Professor Dr. Daniel Zimmer ist geschäftsführender Direktor des Instituts für Handels- und Wirtschaftsrecht und des Center for Advanced Studies in Law and Economics (CASTLE) der Universität Bonn. Sein Studium der Rechtswissenschaften absolvierte er von 1979 bis 1984 an den Universitäten Mainz, Lausanne und Göttingen. Es folgten ein juristischer Vorbereitungsdienst in Celle und ein Masterstudium (LL.M.) an der University of California, Los Angeles (UCLA). 1991 erlangte Daniel Zimmer seinen Doktorgrad der Rechtswissenschaften an der Universität Göttingen, wo er anschließend als wissenschaftlicher Assistent tätig war. Auf seine Habilitation zum Thema „Internationales Gesellschaftsrecht – Das Kollisionsrecht der Gesellschaften und sein Verhältnis zum Internationalen Kapitalmarktrecht und zum Internationalen Unternehmensrecht“ im Jahr 1996 folgte die Ernennung zum Universitätsprofessor an der Ruhr-Universität Bochum. Von 1999 bis 2001 war Prof. Daniel Zimmer darüber hinaus Gastprofessor an der Universität Lausanne, Schweiz. 2001 wechselte er an das Institut für Handels- und Wirtschaftsrecht der Universität Bonn. Ebenso war Daniel Zimmer Mitglied verschiedener Kommissionen, u.a. war er in der Monopolkommission, der Spezialkommission „Internationales Gesellschaftsrecht“ des Deutschen Rates für Internationales Privatrecht sowie im Forum on Auditor Liability der EU-Kommission tätig. Des Weiteren ist er seit 2016 Research Fellow am Deutschen Institut für Wirtschaftsforschung (DIW) in Berlin sowie seit 2018 Research Affiliate am Reinhard Selten Institut in Bonn/Köln.
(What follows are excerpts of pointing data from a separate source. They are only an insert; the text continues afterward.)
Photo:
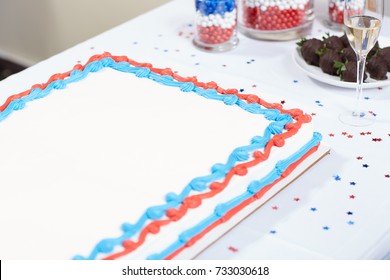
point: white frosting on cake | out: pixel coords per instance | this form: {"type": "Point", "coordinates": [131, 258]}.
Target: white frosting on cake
{"type": "Point", "coordinates": [82, 161]}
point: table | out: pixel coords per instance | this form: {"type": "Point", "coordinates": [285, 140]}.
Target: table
{"type": "Point", "coordinates": [339, 209]}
Von April bis September 2019 sowie Oktober 2020 bis März 2021 war Prof. Dr. Daniel Zimmer Fellow am Käte Hamburger Kolleg „Recht als Kultur“ in Bonn.

Forschungsprojekt I

„Zwischen ökonomischem Modelldenken und rechtskultureller Werteverfolgung: Regulatorische Ansätze zu einer Kontrolle von Algorithmen“

Die Kontrolle und Regulierung bedeutender Internetkonzerne ist eines der großen rechtspolitischen Themen unserer Zeit. Der Betreiber einer weltumspannenden Suchmaschine, des führenden sozialen Netzwerks oder der größten Onlinehandels-Plattform weiß womöglich aufgrund einer Auswertung früherer Aktivitäten, dass ein bestimmter Konsument mehr als andere für modische Kleidung auszugeben bereit ist; er weiß möglicherweise aufgrund der Auswertung des Email-Verkehrs, dass der Verhandlungspartner am Wochenende eine Verabredung in London hat und deshalb auf die Buchung eines Fluges dorthin angewiesen ist; er weiß womöglich vom Bestehen einer Erkrankung des Verhandungspartners, die dessen Bedarf an bestimmten Medikamenten steigert. Anbieter können im Onlinehandel technische Programme nutzen, um die Zahlungskraft und -bereitschaft von Nutzern zu analysieren und abzuschöpfen. Wer mittels eines teuren Smartphone-Typs in einem Onlineshop nach Modeartikeln sucht, bekommt Ware zu höheren Preisen angeboten als andere Interessenten, deren Smartphones eine geringere Kaufkraft signalisieren. Wer sich zum zweiten oder dritten Mal für dieselbe Flugverbindung interessiert, bekommt den Flug zu ungünstigeren Bedingungen als zu Beginn angeboten; sein anhaltendes Interesse signalisiert eine gesteigerte Zahlungsbereitschaft. Eine vollkommen individualisierte Angebotserstellung, die bei jedem einzelnen Verbraucher die maximale Zahlungsbereitschaft abschöpft, stellt – so ließe sich argumentieren – die Vorzüge der Wettbewerbswirtschaft in Frage: Ein Vorzug der Marktwirtschaft wird im allgemeinen darin gesehen, dass Verkäufer mit vorteilhaften Angeboten um Kunden konkurrieren.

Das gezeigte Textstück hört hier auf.